Problems I set out to solve

  1. Complex operations that needed to feel simple. The workflows are inherently complicated — the interface couldn't be.
  2. A team with very different user types. Project managers, support staff, and field crews use the platform differently and need different things from it.
  3. A disconnected estimate → job → invoice flow. In most tools, these are three separate processes. They shouldn't be.
  4. Scheduling that mirrors reality. Recurring jobs, blocked hours, crew availability — all needed to be handled without making managers fight the system.
  5. A visual language that signals trust, not noise. This is a tool people use for hours a day to run their livelihood. It needed to feel calm and professional.

Design approach

After defining the style direction, I moved into high-fidelity design feature by feature. We ran weekly client reviews where I presented progress, gathered feedback, and iterated — typically through about three rounds per feature before it landed in a state everyone was confident in.

Key design decisions

A calm visual language, against initial instinct

The client's first instinct was a bright, attention-grabbing palette. I pushed back and proposed a calmer direction — softer colors, restrained typography, lots of breathing room — because this is a tool people would live in for hours, not a marketing surface that needs to grab them. The client agreed, and the calmer palette became the foundation.

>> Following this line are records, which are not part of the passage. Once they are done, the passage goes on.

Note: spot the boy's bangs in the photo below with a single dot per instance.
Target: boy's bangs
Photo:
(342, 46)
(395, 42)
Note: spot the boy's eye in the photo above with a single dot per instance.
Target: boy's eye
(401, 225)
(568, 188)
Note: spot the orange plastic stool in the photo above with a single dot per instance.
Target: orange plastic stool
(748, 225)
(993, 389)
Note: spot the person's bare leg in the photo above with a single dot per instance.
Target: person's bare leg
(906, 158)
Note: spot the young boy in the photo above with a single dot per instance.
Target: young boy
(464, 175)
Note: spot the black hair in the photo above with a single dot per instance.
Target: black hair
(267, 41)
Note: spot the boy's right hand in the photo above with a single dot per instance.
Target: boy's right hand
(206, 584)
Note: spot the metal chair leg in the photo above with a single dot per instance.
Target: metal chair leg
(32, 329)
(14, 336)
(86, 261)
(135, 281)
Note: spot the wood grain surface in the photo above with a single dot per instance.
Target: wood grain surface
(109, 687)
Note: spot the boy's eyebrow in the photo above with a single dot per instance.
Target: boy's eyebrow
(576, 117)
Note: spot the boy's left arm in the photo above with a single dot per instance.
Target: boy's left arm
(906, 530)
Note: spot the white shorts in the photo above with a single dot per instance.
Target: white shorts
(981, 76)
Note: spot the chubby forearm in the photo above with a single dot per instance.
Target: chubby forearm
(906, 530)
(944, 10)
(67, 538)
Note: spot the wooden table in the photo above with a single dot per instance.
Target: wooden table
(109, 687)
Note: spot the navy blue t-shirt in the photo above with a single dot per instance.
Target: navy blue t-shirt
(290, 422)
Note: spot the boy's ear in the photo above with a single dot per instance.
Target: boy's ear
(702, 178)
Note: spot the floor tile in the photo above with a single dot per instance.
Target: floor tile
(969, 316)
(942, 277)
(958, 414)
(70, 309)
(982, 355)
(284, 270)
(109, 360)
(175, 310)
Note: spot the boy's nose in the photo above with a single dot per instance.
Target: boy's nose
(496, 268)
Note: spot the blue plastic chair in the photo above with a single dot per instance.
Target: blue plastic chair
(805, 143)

Two style directions, one decisive choice

Rather than presenting one option and hoping for approval, I designed two distinct style directions and built both on a dashboard layout — the dashboard shows fragments of multiple sections, so the client could see how each style would feel across the whole product before committing. It made the decision faster and more confident.

A single thread from estimate to invoice

The most meaningful design work was on the estimate-to-job-to-invoice flow. Instead of treating these as three separate tools, I designed them as one continuous workflow — an estimate becomes a job with a click, and a completed job becomes an invoice with the work already itemized. This is the system the client now treats as a core differentiator.

Crew management built around real schedules

I designed the crew tools around how these teams actually operate — managers can mark availability, block non-working hours, and schedule recurring jobs with specific dates and times, rather than fighting a calendar built for office workers.

Timesheets that work for both sides

Crew members log hours and view their own timesheets in a simple, mobile-friendly view. Managers see those records in an aggregated view where they can review and approve. Same underlying data, two interfaces tuned for two very different jobs.

Integrated chat to keep work in one place

Communication between staff and clients lives inside the platform rather than scattered across SMS and email, so the context around a job stays attached to the job itself.

What shipped

  • Service provider profile and business setup
  • Project creation and tracking with pre-configured estimates including materials and services
  • Crew management with availability, scheduling, and recurring jobs
  • Time tracking with crew-facing timesheets and manager approval flow
  • Integrated platform chat for clients and staff
  • Estimate → job → invoice conversion as a connected workflow
  • Services and products catalog

What I took away from this project

The biggest lesson was about the trade-off between simplicity and complexity. In a product like this, you can't always make things simple — what you can do is make complex things intuitive. That distinction shaped how I approached every feature. I also leveled up significantly on dense operational design — recurring schedules, timesheet hierarchies, multi-stage workflows — the kind of problems that don't fit neatly on a single screen. And working in a team of designers, with weekly stakeholder reviews, sharpened how I present work, defend decisions, and translate feedback into iterations that actually move the design forward.